I've been busy with my work, so I haven't had time to do anything here. However, I have been in communication with a few of my fellow political observers and been able to formulate some thoughts on where we are.
First, a couple notes on where we have come. I do not think that Bush's performance on "Meet the Press" was very effective. But I don't think it was all that bad either. I haven't heard all that much long term-discussion about it. That shows me that it lasted one or two news cycles and that most of us moved on to something else.
Second, the national guard un-story. Give me break. Unless someone is sitting on the smoking gun document (and I doubt that), this story will be old news by March. Old news is fair game in politics, though, and the e-mails that I am getting from democrats suggest that we are in for a long summer and fall of re-hashing old stories, no matter how little (if any) evidence exists to support them.

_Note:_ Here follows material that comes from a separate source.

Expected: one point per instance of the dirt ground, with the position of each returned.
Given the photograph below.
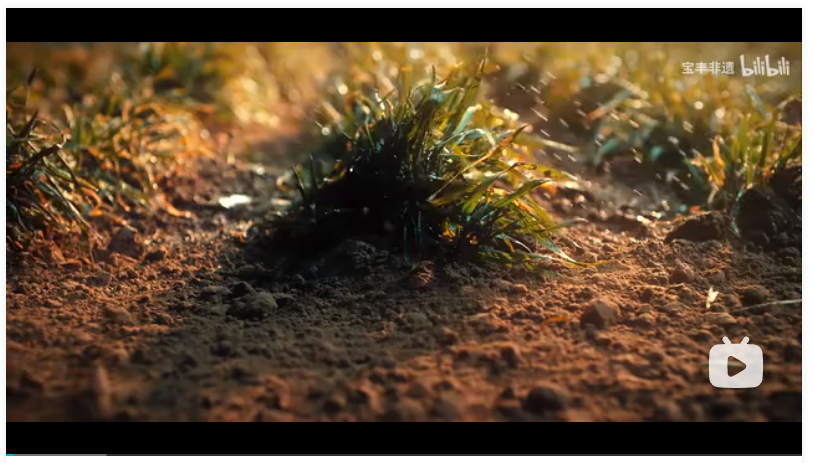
(181, 321)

Third, Kerry's "wins" in Virginia and Tennessee. It is a stretch to translate that into proof that Kerry can win those states in November. George McGovern also won Virginia during the democratic nomination fight in 1972. A primary victory is only that, a primary victory. If it meant more, Bush would have carried New York and California in 2000.
That brings us to the state of the race today.

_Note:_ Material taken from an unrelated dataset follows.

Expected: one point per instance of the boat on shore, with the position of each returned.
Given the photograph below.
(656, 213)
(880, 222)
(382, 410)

We've all heard the big Kerry story. Let me just say this: I do not think that who Kerry sleeps with has any relevance to his capacity to be president. His left-wing voting record does. I'm going to save my thoughts on who is behind this story for another time after I've had a chance to reflect upon it some more.

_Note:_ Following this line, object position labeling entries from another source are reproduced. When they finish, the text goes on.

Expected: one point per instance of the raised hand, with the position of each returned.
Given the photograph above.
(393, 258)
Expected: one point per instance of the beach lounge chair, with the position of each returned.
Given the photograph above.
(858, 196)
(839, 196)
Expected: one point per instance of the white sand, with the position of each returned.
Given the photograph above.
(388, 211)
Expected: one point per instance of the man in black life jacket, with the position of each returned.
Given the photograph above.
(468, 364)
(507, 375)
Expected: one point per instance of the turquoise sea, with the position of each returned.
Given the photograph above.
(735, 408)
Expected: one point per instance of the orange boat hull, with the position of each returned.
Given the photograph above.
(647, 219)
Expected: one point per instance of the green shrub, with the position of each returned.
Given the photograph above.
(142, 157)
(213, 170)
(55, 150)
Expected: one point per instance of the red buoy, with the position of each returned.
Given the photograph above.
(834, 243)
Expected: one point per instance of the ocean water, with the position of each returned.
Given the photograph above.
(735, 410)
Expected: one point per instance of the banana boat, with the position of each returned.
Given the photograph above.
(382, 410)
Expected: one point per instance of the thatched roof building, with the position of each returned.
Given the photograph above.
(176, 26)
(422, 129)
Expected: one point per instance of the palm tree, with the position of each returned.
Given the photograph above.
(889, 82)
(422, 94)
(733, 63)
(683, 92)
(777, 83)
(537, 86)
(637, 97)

The big questions is whether this will derail Kerry's candidacy. I don't think that it will. Apparently he is preparing a response. Kerry should say something like: " The story is true. The relationship is over, and the rest is nobody's business." If he does, story is over. I predict that he will blame Republicans and some-kind of right-wing conspiracy. This will fire up his base, but will escalate what is already becoming a very ugly and personal political season. I hope I'm wrong.